Have you seen that viral video of people farting in public, captured by China’s thermal imaging cameras that are on the hunt for coronavirus? It’s completely fake.
China’s state media outlet the Global Times tweeted out the video, suggesting it showed people at train stations and airports in China, where health authorities are monitoring people for the coronavirus, which has killed 427 people and sickened over 20,000 more. But the video is actually from 2016 and the farts have been added digitally.
“Can’t help farting? Well, better try harder, because infrared temperature sensors recently installed in airports and train stations to monitor temperatures of passengers amid #coronavirus outbreak can screen them all,” the Global Times tweeted late Monday.
The video was originally created in 2016 by an online group called Banana Factory before it was shared elsewhere by websites like LadBible and Reddit. The Global Times, which is controlled by the Chinese Communist Party, appears to have gotten the video from a recent upload on TikTok.
The TikTok user took the original video created by Banana Factory, cropped out the Banana Factory watermark, and added video from thermal imaging cameras based in China at the end.

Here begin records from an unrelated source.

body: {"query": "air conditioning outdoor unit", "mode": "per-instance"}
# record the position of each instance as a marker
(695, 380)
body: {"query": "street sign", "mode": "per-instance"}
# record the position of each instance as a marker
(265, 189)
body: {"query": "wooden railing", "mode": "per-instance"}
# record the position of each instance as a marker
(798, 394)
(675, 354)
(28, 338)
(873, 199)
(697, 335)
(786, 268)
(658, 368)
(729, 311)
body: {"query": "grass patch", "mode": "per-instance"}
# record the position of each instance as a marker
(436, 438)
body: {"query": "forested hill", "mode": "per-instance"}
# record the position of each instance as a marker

Below we see the original fake, before the Banana Factory branding was cropped out.
Even the original creators of the video, Banana Factory, eventually admitted it was fake back in 2016 after racking up more than 9 million views.
“This video was shot on FLIR thermal camera. Every thermal footage is authentic, only farts are edited digitally,” Banana Factory said in its YouTube video.
But if that’s not enough evidence for you, we can turn to the Mythbusters, who tackled this viral video during an episode from February of 2016. You can watch their experiment on YouTube, proving that you can’t actually see farts on a thermal image scan.
Chinese media isn’t very reliable in general, but state-run outlets like CGTN seem to have been taking the threat of the new coronavirus seriously in recent weeks. This video from Global Times, however, could erode trust in the things we’re hearing out of China, a place where the authoritarian government has already lied about a number of issues relevant to public health during the earliest days of the coronavirus crisis.
The situation in China continues to get worse. More cases of the novel coronavirus, officially known as 2019-nCoV, are popping up every day and China’s National Health Commission reports that the virus has a mortality rate of roughly 2.1 percent, though in Hubei province, the home of Wuhan, the rate is closer to 3 percent.
China’s Health Commission also reports that roughly 80 percent of fatalities from the virus have been in people over the age of 60. And 75 percent of those who died from the coronavirus had some kind of underlying condition that made their health situation worse, according to the Guardian.
U.S. airlines have cancelled flights to and from China for the next few months and everyone seems to be preparing for a long fight against the virus. If there’s anything we can be certain of, it’s that more fake viral photos and videos will surface in the coming weeks. But hopefully China’s state media outlets aren’t the ones spreading them.
People need to be able to trust media right now if we’re going to get through a serious outbreak. Even if the subject is just farts.